One Voice Can Change Lives
The time it takes you to read this article, someone could have been sexually assaulted.
It was a night and a homecoming I will never forget: him laying on top of me trying to take my pants off and me saying no—but that word didn’t mean a thing to him as he continued to try to take them off. He finally came up and instead lay on top of me, making it almost impossible to leave. I was lying there with about 180 pounds of dead weight on top of me. I remember looking up at the ceiling fan and thinking of how I could get out of this. I used all the strength I had to push him off of me and leave as fast as I could.
I didn’t understand what had happened until months after. I told my counselor about it, which pushed me to go to the police. I grew up never trusting the police, and I also knew about all the sexual assault cases that either get thrown out or drawn out to make the girl look like a whore who was asking for it.
I didn’t want that, but I consulted with a lawyer along with my counselor, and they told me that all we needed was evidence for the charges to stick. As I ran through the night with them, I remembered someone I cared about at the time, who was near us most of the night. The lawyer and counselor wanted them to take the stand against their best friend—and if they refused, they would charge them with serving alcohol to a minor.
It was ultimately my decision, and as I took time to mull it over, I realized I had two choices: drop everything and protect the person I cared about, or press charges and hope for justice and ruin a relationship. In the end, I chose to protect the person I cared about.
Years later, that person turned on me and called me spiteful. They never knew what happened or what I did for them, but those words cut like a knife. Ever since then, we have not spoken. Looking back on it, I don’t regret the choice. They are now helping kids, and I know that I helped make that happen.
However, I would never guide another woman towards protecting anyone but herself.
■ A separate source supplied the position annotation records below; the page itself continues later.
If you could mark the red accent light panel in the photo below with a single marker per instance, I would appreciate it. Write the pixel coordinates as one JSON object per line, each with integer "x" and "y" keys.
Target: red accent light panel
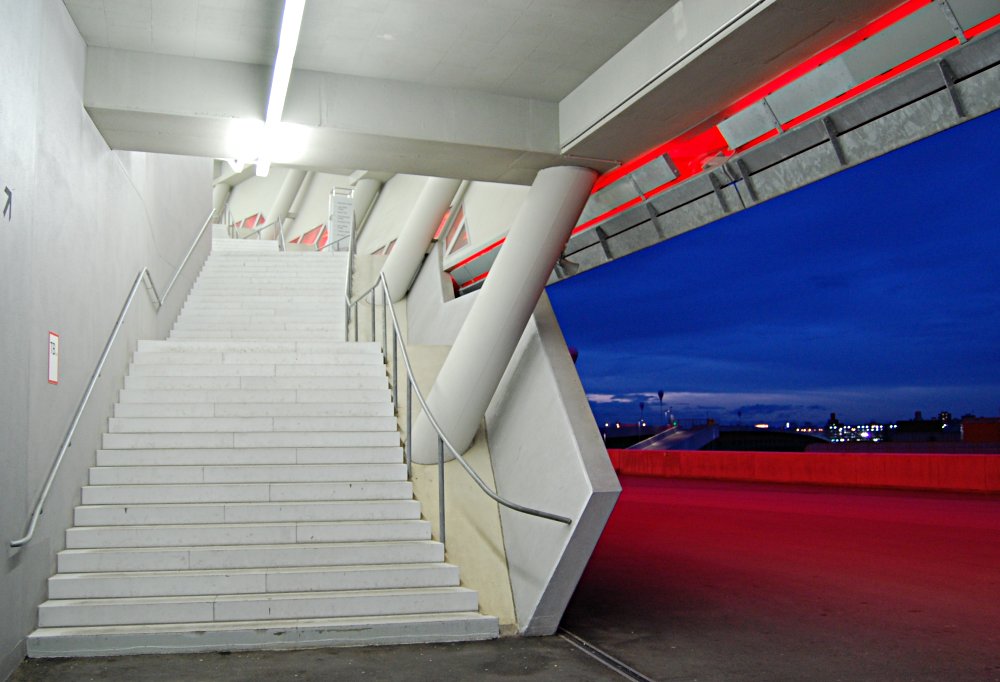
{"x": 476, "y": 255}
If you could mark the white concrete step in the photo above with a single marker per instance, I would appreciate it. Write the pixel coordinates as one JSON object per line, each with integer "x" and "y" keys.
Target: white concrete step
{"x": 174, "y": 358}
{"x": 182, "y": 535}
{"x": 336, "y": 410}
{"x": 250, "y": 581}
{"x": 251, "y": 489}
{"x": 302, "y": 298}
{"x": 266, "y": 634}
{"x": 234, "y": 512}
{"x": 262, "y": 439}
{"x": 255, "y": 335}
{"x": 245, "y": 473}
{"x": 235, "y": 456}
{"x": 245, "y": 245}
{"x": 235, "y": 395}
{"x": 220, "y": 608}
{"x": 259, "y": 369}
{"x": 258, "y": 325}
{"x": 330, "y": 346}
{"x": 251, "y": 556}
{"x": 248, "y": 424}
{"x": 246, "y": 492}
{"x": 255, "y": 383}
{"x": 238, "y": 309}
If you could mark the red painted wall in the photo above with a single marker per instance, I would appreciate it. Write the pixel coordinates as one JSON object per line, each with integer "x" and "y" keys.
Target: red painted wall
{"x": 979, "y": 473}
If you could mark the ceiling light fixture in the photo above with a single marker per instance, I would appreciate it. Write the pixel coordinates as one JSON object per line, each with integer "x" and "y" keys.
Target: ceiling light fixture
{"x": 288, "y": 40}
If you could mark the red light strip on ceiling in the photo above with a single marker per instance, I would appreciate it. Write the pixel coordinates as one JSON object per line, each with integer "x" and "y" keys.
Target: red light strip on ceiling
{"x": 688, "y": 151}
{"x": 444, "y": 219}
{"x": 874, "y": 82}
{"x": 476, "y": 255}
{"x": 477, "y": 278}
{"x": 983, "y": 27}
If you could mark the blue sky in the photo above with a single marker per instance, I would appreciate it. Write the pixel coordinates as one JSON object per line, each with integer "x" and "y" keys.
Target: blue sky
{"x": 872, "y": 293}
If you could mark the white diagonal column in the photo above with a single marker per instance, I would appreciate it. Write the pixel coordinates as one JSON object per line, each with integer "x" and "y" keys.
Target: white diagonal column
{"x": 485, "y": 344}
{"x": 286, "y": 196}
{"x": 402, "y": 264}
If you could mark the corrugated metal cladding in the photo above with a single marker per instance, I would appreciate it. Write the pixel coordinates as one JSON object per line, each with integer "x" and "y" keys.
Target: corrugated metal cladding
{"x": 898, "y": 43}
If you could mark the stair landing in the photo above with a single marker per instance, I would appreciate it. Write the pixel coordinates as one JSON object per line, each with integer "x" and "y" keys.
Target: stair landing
{"x": 250, "y": 492}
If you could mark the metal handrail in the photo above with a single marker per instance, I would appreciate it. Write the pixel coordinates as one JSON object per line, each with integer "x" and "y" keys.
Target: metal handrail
{"x": 412, "y": 387}
{"x": 335, "y": 241}
{"x": 68, "y": 438}
{"x": 256, "y": 231}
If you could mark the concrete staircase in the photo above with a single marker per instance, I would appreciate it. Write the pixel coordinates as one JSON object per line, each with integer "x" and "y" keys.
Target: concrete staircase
{"x": 251, "y": 490}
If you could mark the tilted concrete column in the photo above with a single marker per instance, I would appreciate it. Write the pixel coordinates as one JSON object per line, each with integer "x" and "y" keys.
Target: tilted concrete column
{"x": 220, "y": 195}
{"x": 286, "y": 195}
{"x": 300, "y": 198}
{"x": 485, "y": 344}
{"x": 402, "y": 264}
{"x": 364, "y": 195}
I made my choice and I have to live with the flashbacks, the triggers, and the years it took me to finally feel myself again. I made the choice to protect someone else, not thinking about the person who really needed protecting: the girl in the mirror. That girl lost her pride, dignity, self-confidence, and respect. In fact, she lost everything she ever felt. She would walk into support groups she helped run and look at the girls and feel like a hypocrite.
My heart breaks for any other girl that this boy sexually assaulted, and I’m sorry I didn’t have the strength back then to get justice for us. But I hope you do; it is called the domino effect for a reason. It just takes one voice to start a movement. That one voice can be inspiring.
An average of 321,500 people have been sexually assaulted, and I am one of those people. One voice can change lives.